My favourite omelette is the French-style, rugby ball-shaped fluffy one, which apparently gives a very clear idea of a professional chef’s skills. I often order it for lunch in France, but I haven’t mastered it yet, so whenever I make an omelette, it has to be the easiest flat one. The famous Japanese omurice (fried rice with an omelette) has two main versions: rice wrapped into a round thin omelette or topped with the fluffy thick one. I was glad to discover that Japanese Soul Cooking, from which I sourced my very first omurice, features the former version. Yesterday I decided to “koreanise” it a bit and replaced the customary ketchup with hot gochujang sauce. It proved such a great idea, I couldn’t wait to share it with you. Actually, I think I will never go back to the standard mild omurice!
For those who have never heard about this dish, omurice/omuraisu (オムライス) belongs to “youshoku” (洋食), Japanised Western dishes, the category which includes such dishes as korokke (croquettes). The dish was apparently invented in Tokyo at the beginning of the XXth century and its name is a contraction of “omelette” and “rice”. As I have mentioned, it consists of two parts: “chikin rice” (cooked rice, fried with chicken, onion and carrot, then seasoned with ketchup) and the omelette, either wrapped around the rice or made into a fluffy shape and put on top. Whatever the version, the dish is served either with more ketchup on top or with a generous amount of demi-glace sauce.
The omurice where fluffy soft omelette served on top of the rice is often called “Tampopo omurice”, with reference to the legendary Japanese film “Tampopo” (if you like Japanese cuisine, you must see it, not only because of omurice!). See the beautiful Hiroyuki’s Tampopo omurice here.
I have never tasted omurice in Japan and while preparing my first homemade version I was afraid double presence of ketchup would spoil the rather promising result, but maybe because I’ve used my own homemade ketchup, I found it surprisingly good. On one hand, I was thrilled to discover another egg dish in my long collection, but at the same time this way of using leftover rice is a nice alternative for fried rice or rice-based salads I’ve been making for years.
Apart from the gochujang sauce, I have also changed the “chikin rice” ingredients, skipping the carrot and peas and replacing them with mushrooms. As you see above, I have also made too much “stuffing” to close the omelette properly (by “properly closed” I mean something like Nami’s perfect Omurice you can admire here), so I named it “open” If you want to follow the original recipe, I invite you to buy the wonderful Japanese Soul Cooking by Tadashi Ono and Harris Salat.
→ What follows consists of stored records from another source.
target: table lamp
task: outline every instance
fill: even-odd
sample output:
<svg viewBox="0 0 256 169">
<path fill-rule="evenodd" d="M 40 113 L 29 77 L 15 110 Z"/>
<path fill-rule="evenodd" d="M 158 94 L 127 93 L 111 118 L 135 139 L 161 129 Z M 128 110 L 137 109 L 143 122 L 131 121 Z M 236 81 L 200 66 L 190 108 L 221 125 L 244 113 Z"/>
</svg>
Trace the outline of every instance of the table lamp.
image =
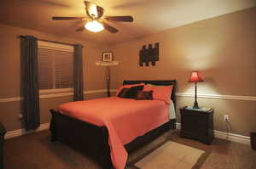
<svg viewBox="0 0 256 169">
<path fill-rule="evenodd" d="M 193 109 L 199 109 L 198 103 L 197 103 L 197 82 L 204 82 L 201 77 L 199 76 L 198 71 L 192 71 L 191 72 L 191 76 L 189 80 L 189 82 L 195 82 L 195 102 L 194 102 L 194 106 Z"/>
</svg>

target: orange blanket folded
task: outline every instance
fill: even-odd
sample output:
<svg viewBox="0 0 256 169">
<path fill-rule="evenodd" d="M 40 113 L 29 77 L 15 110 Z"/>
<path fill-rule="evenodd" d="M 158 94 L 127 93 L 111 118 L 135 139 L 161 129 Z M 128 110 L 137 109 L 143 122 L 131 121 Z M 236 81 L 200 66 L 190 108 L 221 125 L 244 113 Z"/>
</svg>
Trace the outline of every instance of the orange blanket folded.
<svg viewBox="0 0 256 169">
<path fill-rule="evenodd" d="M 112 97 L 63 104 L 58 110 L 96 126 L 105 125 L 113 165 L 124 169 L 127 160 L 124 144 L 167 122 L 169 104 L 160 100 Z"/>
</svg>

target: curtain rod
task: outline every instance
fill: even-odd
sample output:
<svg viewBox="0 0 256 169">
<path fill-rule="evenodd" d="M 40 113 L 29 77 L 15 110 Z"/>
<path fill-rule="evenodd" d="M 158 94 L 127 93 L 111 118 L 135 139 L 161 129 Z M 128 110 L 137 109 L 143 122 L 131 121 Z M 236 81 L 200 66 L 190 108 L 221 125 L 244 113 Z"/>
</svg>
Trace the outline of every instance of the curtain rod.
<svg viewBox="0 0 256 169">
<path fill-rule="evenodd" d="M 26 36 L 20 35 L 18 36 L 18 37 L 20 38 L 24 38 Z M 49 40 L 46 40 L 46 39 L 39 39 L 38 38 L 38 40 L 39 41 L 44 41 L 44 42 L 54 42 L 54 43 L 60 43 L 60 44 L 63 44 L 63 45 L 70 45 L 70 46 L 74 46 L 76 44 L 72 44 L 72 43 L 67 43 L 67 42 L 57 42 L 57 41 L 49 41 Z M 82 45 L 82 48 L 84 48 L 84 46 Z"/>
</svg>

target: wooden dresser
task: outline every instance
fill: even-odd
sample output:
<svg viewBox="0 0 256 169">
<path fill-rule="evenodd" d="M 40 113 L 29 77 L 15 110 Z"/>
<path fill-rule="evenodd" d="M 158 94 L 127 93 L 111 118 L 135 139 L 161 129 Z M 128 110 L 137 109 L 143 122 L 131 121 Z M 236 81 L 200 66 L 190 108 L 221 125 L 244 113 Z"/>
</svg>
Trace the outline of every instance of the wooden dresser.
<svg viewBox="0 0 256 169">
<path fill-rule="evenodd" d="M 6 130 L 0 122 L 0 168 L 3 169 L 3 142 Z"/>
<path fill-rule="evenodd" d="M 180 109 L 180 136 L 211 144 L 214 139 L 213 112 L 213 109 Z"/>
</svg>

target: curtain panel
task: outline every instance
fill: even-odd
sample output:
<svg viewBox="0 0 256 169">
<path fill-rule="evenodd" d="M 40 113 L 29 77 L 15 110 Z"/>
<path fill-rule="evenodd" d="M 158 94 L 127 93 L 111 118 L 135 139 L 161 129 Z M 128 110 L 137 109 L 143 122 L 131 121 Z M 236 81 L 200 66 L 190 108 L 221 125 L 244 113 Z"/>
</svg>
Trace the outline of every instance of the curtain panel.
<svg viewBox="0 0 256 169">
<path fill-rule="evenodd" d="M 73 87 L 74 87 L 74 101 L 84 99 L 83 93 L 83 55 L 82 45 L 74 45 L 74 59 L 73 59 Z"/>
<path fill-rule="evenodd" d="M 32 36 L 20 40 L 24 125 L 26 130 L 34 130 L 40 126 L 38 40 Z"/>
</svg>

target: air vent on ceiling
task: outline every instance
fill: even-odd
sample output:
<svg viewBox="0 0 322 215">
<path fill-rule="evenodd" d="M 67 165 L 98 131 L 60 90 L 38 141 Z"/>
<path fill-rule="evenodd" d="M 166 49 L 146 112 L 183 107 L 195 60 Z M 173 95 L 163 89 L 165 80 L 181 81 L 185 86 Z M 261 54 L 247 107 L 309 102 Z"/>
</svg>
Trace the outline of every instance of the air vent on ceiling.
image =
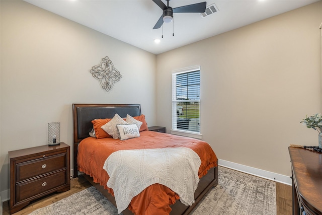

TIPS: If you are don’t like ginger, you can skip it and the gochujang sauce will be equally good (I liked it here though; it added a nice fresh kick).
Egg dishes get cold very quickly, so I strongly advise serving omurice on a warmed plate (heated in the oven, set at lowest temperature).
Whenever using leftover cooked rice I always warm it a bit in the microwave. Thus grains are easier to separate.
Preparation: about 30 minutes
Ingredients (serves one):
1/4 chicken breast
3 medium or big button mushrooms (called cremini, when dark)
1 small onion or shallot
3 heaped tablespoons steamed Japanese rice
3 tablespoons chicken stock
3 tablespoons of milk or cream
2 tablespoons gochujang
1 tablespoon sake
1 tablespoon honey or syrup
1 tablespoon low-sodium soy sauce or 1 teaspoon normal soy sauce
1 garlic clove, crushed or grated
(1/2 teaspoon grated fresh ginger)
toasted sesame seeds
Cut the chicken and the mushrooms into small pieces.
Slice the onion finely.
Put a bowl and a plate to warm in a cool oven (set at lowest temperature).
Fry the chicken bits, the onion and the mushrooms.
Add the rice, the gochujang sauce and the stock.
Simmer at low heat until everything is hot (make the liquids thicken if the sauce is not thick enough).
Place the rice mixture into the warm bowl and keep in the oven until needed.
Prepare the omelette mixture.
Heat some oil in a pan and fry the omelette, destroying the bubbles which will form.
When the top of the omelette is almost set, put the pan aside.
Place the omelette on the heated plate.
Place the rice stuffing at the half of the omelette. (You can also do it in the pan but I found the transferring process very difficult).
Cover it with the other half, spread some gochujang sauce on top and sprinkle with sesame seeds.